Tears for Bali bomb victims 10 years on
For all the horror of the nightclub bombings 10 years ago in which 202 were killed, Indonesia has not bowed to the threat of Islamist terror
A decade after bombs killed 202 people when they ripped apart two Bali nightclubs, a special memorial service was filled with reminders of what was lost in the tropical paradise … and what was not.
Tears fell as victims' names were read out, but not far away surfers paddled for world-class waves and holidaymakers haggled for souvenirs.
On October 12, 2002, a suicide bomber detonated explosives hidden in his backpack inside Paddy's Pub in Kuta. Twenty seconds later a more powerful car bomb was set off by another suicide bomber outside the Sari Club opposite. Most of the victims were foreign tourists. Eighty-eight were from Australia; 11 were Hong Kong residents.
But radicalism did not take over the moderate Muslim nation, and the visitors who initially stayed away in fear have come flooding back.
Hotel rooms were hard to come by yesterday, even as security alerts were raised to the highest level following a potential unspecific threat.

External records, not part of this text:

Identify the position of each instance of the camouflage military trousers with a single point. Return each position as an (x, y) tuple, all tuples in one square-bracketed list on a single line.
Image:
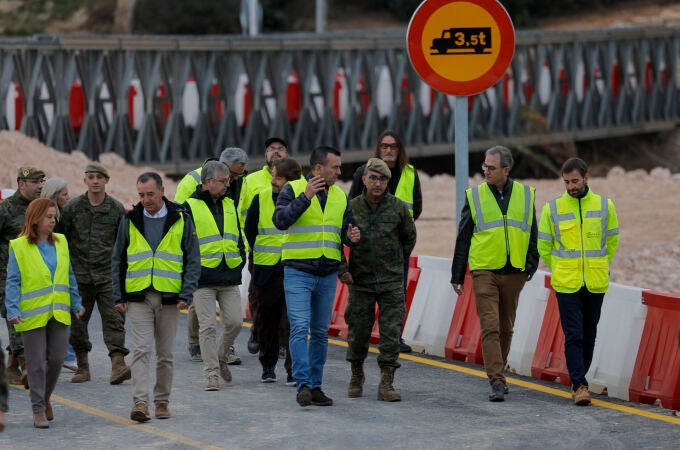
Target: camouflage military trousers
[(113, 322), (360, 317)]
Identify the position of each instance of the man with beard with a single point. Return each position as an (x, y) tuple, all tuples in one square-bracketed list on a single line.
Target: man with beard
[(577, 238)]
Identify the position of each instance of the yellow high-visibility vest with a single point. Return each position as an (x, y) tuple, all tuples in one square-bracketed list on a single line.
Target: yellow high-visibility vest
[(41, 298)]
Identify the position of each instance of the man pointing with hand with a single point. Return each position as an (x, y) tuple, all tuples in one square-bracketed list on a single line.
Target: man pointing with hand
[(318, 220)]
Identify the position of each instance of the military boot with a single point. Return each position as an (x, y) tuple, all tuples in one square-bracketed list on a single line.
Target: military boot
[(119, 371), (24, 373), (12, 370), (386, 392), (356, 382), (83, 373)]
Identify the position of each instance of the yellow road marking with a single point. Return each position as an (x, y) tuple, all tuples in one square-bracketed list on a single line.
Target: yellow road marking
[(523, 383)]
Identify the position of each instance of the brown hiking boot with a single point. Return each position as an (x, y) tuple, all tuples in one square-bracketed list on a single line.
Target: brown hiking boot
[(386, 392), (83, 373), (356, 382), (12, 370), (119, 371)]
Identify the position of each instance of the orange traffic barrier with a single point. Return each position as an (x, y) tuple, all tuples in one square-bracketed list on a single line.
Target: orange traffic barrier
[(464, 341), (549, 362), (656, 374)]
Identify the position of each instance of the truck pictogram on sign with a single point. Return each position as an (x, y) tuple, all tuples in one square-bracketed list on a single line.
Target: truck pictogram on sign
[(462, 41)]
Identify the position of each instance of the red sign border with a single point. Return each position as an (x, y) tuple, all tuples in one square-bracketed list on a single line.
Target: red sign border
[(460, 88)]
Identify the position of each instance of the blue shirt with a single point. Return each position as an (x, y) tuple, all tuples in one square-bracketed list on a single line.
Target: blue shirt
[(13, 285)]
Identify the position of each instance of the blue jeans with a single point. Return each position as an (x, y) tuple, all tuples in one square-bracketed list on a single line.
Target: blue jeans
[(579, 314), (309, 302)]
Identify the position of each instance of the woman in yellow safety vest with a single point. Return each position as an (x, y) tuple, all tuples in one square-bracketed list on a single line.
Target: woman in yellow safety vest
[(40, 295)]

"There is peace in this island and the knowledge that millions still come here for the same reasons you and your loved ones did," Australian Prime Minister Julia Gillard told victims' loved ones at a memorial service. "And perhaps there is a grim reassurance in knowing that the terrorists did not achieve what they set out to do. They did not undermine Indonesian democracy, which has only grown stronger across the passage of a decade."
Australia suffered more deaths in the attacks than any other country. The Australian government paid for more than 600 survivors and victims' relatives to attend the ceremony. Some gathered for the memorial in shorts and T-shirts, fanning themselves in the blazing morning heat.